In California, there's a set of perverse incentives where power companies want to get as much electricity usage from you as possible because that's how they maximize profit. So how can we effectively put guard rails on new tech? Technology is not just ripping apart the social fabric, it's replacing our social fabric with something much more brittle. That's what's inhumane-that we are forced to use systems which are fundamentally unsafe for the things that we need. Part of the way they stay in contact with their friends or their family, or loved ones around the world. A year later, he co-founded the Center for Humane Technology, a nonprofit dedicated to fighting the more pernicious aspects of our digital lives.įor many people, it's become part of their job or the way they support themselves. Five years later, they launched the results of their talks: the Earth Species Project, a quest to understand what animals are saying. The two spent the next five years talking about how they could spread their gospel of empathy and listening first. Around the same time, he met Britt Selvitelle, a computer scientist working with the founding Twitter team. Rather than turn cynical, Raskin committed to finding ways to use technology for good. Or, even worse, by political parties across the globe to radicalize citizens and get them to vote for figureheads like Donald Trump and Brexit. “That was when my stomach started to drop.” If we had these tactics all along, why weren’t we using them to combat racism? To get people to stop using single-use plastic or driving inefficient cars?
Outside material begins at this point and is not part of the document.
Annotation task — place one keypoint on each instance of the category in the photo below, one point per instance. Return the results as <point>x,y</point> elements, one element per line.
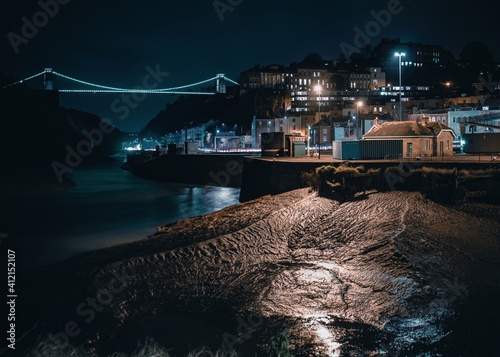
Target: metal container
<point>337,150</point>
<point>350,150</point>
<point>381,149</point>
Instead, they were being used by big corporations to get people to spend more money.

jef raskin

“We could help people eat 11% healthier,” he recalls.

jef raskin

The research team found that when they applied the subtly persuasive tactics used by consumer companies to their own work, they got the results they wanted in their studies. One of those startups, Massive Health, was designing technology to get people to eat healthier. In 2006, he invented the infinite scroll, the now-ubiquitous feature that seamlessly delivers ever-more content to a passive user.īut then something happened that stopped him in his tracks. His early 20s saw him joining Mozilla to build an early version of Firefox, while founding a handful of startups, including Songza, which now powers a large chunk of Google Play. The younger Raskin's first venture was a crowdsourced map for NGOs to use after the 2010 Haiti earthquake. And his son followed his father into tech, first joining him at age ten, for a talk on user interfaces.

jef raskin

His father, Jef Raskin, was an early member of the Apple team (like, in the garage early). Aza Raskin, an advocate for ethics in technology, was born and raised in Silicon Valley.